Ia memaparkan, komponen pembentuk IPM juga mengalami peningkatan. Bayi yang baru lahir memilki peluang untuk hidup hingga 70,9 tahun atau meningkat 0,12 tahun dibandingkan tahun 2015 lalu. Tidak hanya itu, lanjutnya, anak-anak usia 7 tahun juga memiliki peluang untuk bersekolah selama 12,72 tahun atau meningkat 0,17 tahun dibandingkan tahun sebelumnya.
"Intervensi yang dilakukan PKH sejak anak masih dalam kandungan, dimana selama kehamilan sang ibu wajib melakukan pemeriksaan kehamilan di fasilitas kesehatan. Ini untuk mencegah bayi tidak normal atau kematian bayi. Alhamdulillah cara ini mampu mengkatrol peluang hidup bayi," terangnya.
Di bidang pendidikan, lanjut Khofifah, anak KPM PKH wajib untuk bersekolah di berbagai level pendidikan, dari SD hingga SMA/SMK. Persyaratan tersebut wajib dilaksanakan secara konsisten guna keberlanjutan memperoleh bantuan.

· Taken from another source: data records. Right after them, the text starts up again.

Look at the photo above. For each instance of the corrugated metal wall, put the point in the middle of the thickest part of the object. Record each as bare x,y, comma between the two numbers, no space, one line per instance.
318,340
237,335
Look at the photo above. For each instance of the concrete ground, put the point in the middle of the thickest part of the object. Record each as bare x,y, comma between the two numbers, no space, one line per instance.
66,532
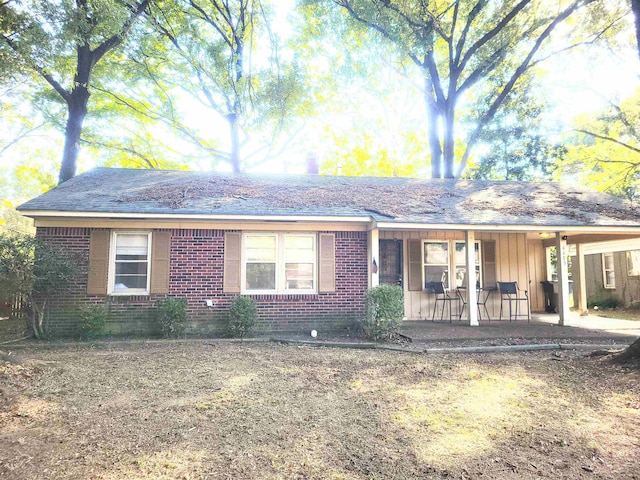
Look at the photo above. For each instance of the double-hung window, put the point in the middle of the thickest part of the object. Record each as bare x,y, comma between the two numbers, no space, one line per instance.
130,263
279,263
437,262
608,271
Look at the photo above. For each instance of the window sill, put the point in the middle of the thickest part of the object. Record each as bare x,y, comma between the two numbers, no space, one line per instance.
282,296
132,293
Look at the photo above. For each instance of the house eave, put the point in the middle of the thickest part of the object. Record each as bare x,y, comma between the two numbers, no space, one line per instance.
613,229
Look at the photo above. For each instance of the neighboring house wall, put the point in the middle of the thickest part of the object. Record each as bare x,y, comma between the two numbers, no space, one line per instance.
627,288
196,273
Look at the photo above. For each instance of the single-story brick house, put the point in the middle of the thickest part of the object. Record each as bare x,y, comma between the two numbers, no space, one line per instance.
613,272
307,247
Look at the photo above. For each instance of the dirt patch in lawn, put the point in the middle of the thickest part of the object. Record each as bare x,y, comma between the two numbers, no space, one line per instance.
219,410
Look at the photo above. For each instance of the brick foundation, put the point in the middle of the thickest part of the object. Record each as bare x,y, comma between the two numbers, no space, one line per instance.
196,269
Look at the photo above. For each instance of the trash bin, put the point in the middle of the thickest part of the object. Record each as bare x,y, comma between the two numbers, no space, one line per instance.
550,297
551,301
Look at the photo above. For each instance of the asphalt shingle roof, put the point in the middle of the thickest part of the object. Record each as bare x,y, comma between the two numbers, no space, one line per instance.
431,201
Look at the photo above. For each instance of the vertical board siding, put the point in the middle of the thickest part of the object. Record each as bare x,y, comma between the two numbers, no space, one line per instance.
512,264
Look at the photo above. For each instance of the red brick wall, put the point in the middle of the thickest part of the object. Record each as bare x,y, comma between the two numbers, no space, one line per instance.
196,274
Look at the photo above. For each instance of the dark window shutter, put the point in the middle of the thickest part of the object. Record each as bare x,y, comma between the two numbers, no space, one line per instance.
327,263
231,277
98,262
415,265
489,266
160,254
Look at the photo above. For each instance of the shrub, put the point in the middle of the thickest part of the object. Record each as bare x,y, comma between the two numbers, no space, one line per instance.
242,316
171,314
93,318
385,310
33,270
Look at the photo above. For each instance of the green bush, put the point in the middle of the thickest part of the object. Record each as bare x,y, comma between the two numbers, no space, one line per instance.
385,310
242,316
93,318
171,315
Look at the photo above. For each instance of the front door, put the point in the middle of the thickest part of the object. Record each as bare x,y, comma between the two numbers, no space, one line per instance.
391,262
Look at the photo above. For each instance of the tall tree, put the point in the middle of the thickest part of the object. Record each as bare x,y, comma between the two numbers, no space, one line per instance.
463,49
63,42
605,151
228,57
518,144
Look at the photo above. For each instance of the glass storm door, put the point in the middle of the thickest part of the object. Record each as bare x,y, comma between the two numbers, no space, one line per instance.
391,262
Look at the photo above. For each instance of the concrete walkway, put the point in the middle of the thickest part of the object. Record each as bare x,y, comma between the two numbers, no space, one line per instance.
614,326
541,329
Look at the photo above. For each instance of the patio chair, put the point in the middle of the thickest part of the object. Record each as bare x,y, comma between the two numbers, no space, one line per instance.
509,292
482,298
445,296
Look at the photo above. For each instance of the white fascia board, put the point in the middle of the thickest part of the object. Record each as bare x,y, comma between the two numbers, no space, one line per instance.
611,246
511,228
189,216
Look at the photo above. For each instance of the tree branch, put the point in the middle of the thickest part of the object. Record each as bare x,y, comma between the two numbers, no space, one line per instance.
117,39
492,33
488,116
41,71
609,139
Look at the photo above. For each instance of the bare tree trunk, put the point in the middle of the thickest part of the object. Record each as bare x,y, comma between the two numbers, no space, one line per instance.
449,141
234,130
36,319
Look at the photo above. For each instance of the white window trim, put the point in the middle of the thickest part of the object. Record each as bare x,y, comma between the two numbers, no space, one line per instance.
451,266
448,264
610,286
476,242
280,265
112,264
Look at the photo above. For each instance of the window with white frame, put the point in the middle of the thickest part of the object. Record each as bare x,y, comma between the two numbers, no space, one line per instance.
130,263
435,262
279,263
461,265
608,271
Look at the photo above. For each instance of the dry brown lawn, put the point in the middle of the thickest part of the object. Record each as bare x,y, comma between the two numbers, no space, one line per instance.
186,410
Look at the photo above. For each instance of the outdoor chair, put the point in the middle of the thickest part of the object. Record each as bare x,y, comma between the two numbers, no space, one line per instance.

Sebelumnya, PKH juga dianggap turut berkontribusi besar dalam penurunan angka kemiskinan. Kembali merujuk data BPS, jumlah penduduk miskin (penduduk dengan pengeluaran per kapita per bulan di bawah garis kemiskinan) mencapai 27,76 juta orang (10,70 persen), atau berkurang sebesar 750.000 orang dibandingkan dengan kondisi september 2015 sebesar 28,51 juta orang (11,13 persen). Presentase penduduk miskin di perkotaan turun menjadi 7,73 persen, sementara di wilayah perdesaan juga turun menjadi 13,96 persen.
"Ratusan ribu keluarga yang telah lepas dari status miskin tersebut, oleh Pemerintah dirujuk ke program pemberdayaan lainnya," imbuhnya. (***)
* Penulis adalah Tenaga Humas Pemerintah di Kementerian Sosial RI.